Так мы надолго отходили в музей.
Наша дружба чуть-чуть не рухнула в самом же начале. К бабушке приехала моя мама с грудным сынишкой Данькой и объявила, что сама будет работать на уборке хлебов, а Даньку сдаст мне. Я уже большой, скоро восемь годов, стыдно мне попусту гонять ветер, надо помогать семье.
— Он помогает, — вступилась за меня бабушка, — ты погляди, сколько со своим дружком наготовил сена.
И верно, было его с хороший воз. В сенокосное время мы подбирали на дорогах готовое сено, оброненное подводами при перевозке, после сенокоса рвали зеленую траву в лесах и сушили у себя во дворе.
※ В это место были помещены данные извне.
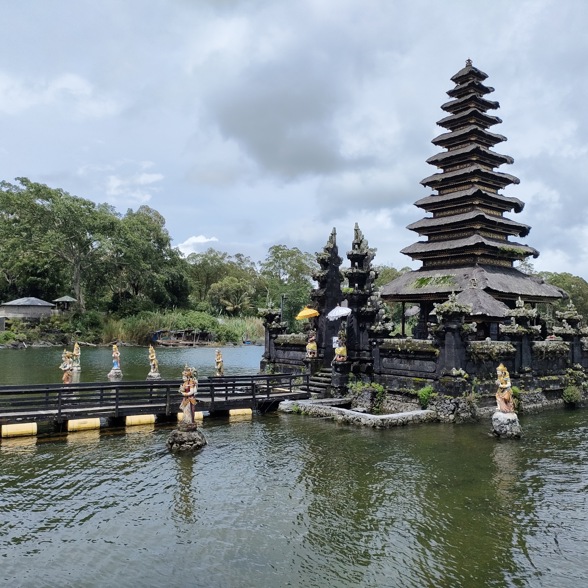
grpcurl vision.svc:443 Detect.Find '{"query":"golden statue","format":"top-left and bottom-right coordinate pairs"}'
top-left (495, 363), bottom-right (515, 413)
top-left (306, 331), bottom-right (318, 358)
— Ничего ему не станет, если понянчится. С ним тоже нянчились, не без этого вырос, — сказала мама.
А бабушка согласилась:
— Да, пусть, пусть… А ты сделай им какую-нибудь карету. Сам Данька еще не ходок, а таскать его целые дни на руках — и взрослому небо покажется с овчинку.
Данька был толстомясый, жадный парень, до того вытянул мамку, что у нее обозначились все косточки и жилки, можно сосчитать до единой. Он только начинал ходить, но был уже лентяй, встанет, потом сразу же дрёпнется на заднюшку и заведет громко, на весь конец деревни: «Уки-и!» Это значило — возьмите его на руки.
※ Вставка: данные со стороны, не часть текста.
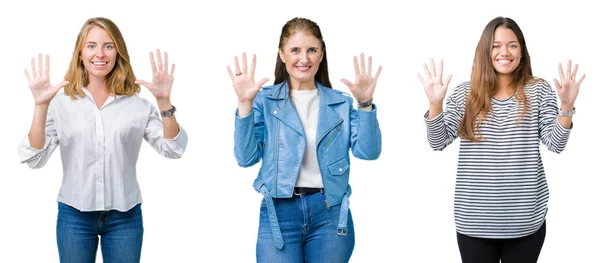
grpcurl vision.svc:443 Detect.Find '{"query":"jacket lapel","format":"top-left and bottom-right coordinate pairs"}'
top-left (266, 83), bottom-right (305, 136)
top-left (316, 82), bottom-right (344, 145)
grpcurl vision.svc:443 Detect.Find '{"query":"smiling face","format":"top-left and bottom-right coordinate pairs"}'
top-left (278, 31), bottom-right (323, 88)
top-left (490, 26), bottom-right (522, 77)
top-left (79, 25), bottom-right (117, 82)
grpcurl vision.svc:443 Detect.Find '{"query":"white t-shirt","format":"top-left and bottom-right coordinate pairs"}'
top-left (291, 89), bottom-right (323, 188)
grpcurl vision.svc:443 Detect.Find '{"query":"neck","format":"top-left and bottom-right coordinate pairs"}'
top-left (493, 73), bottom-right (514, 98)
top-left (87, 76), bottom-right (108, 93)
top-left (290, 78), bottom-right (317, 90)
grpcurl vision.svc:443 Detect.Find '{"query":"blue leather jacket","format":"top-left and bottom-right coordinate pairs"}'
top-left (234, 81), bottom-right (382, 249)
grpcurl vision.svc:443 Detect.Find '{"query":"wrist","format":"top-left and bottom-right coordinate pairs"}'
top-left (357, 97), bottom-right (373, 108)
top-left (560, 103), bottom-right (574, 111)
top-left (156, 98), bottom-right (172, 111)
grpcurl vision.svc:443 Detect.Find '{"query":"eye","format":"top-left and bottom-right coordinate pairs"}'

Сосед-плотник сколотил карету — деревянный ящик на четырех низеньких колесиках, отпиленных от чурбака. Карета была без пружин, и, чтобы трясло поменьше, мать сшила соломенный матрасик.
На другой день мама с бабушкой ушли в поле жать рожь, меня оставили водиться с Данькой. Я посадил его в карету и повез по деревне. В тот же миг сбежались ребятишки со всего нашего конца. Одни завидовали мне и просили, чтобы дал им покатать карету. Я давал ее всем. Другие, наоборот, подсмеивались надо мной: «А… водишься с маленьким, как девчонка», — и дали мне прозвище Витька Нянь.
Ребятишки покрутились около меня до полудня, а потом разбежались кто куда. Остался я один со своей каретой и с Данькой, который кричал благим матом: «Уки-и… уки-и!»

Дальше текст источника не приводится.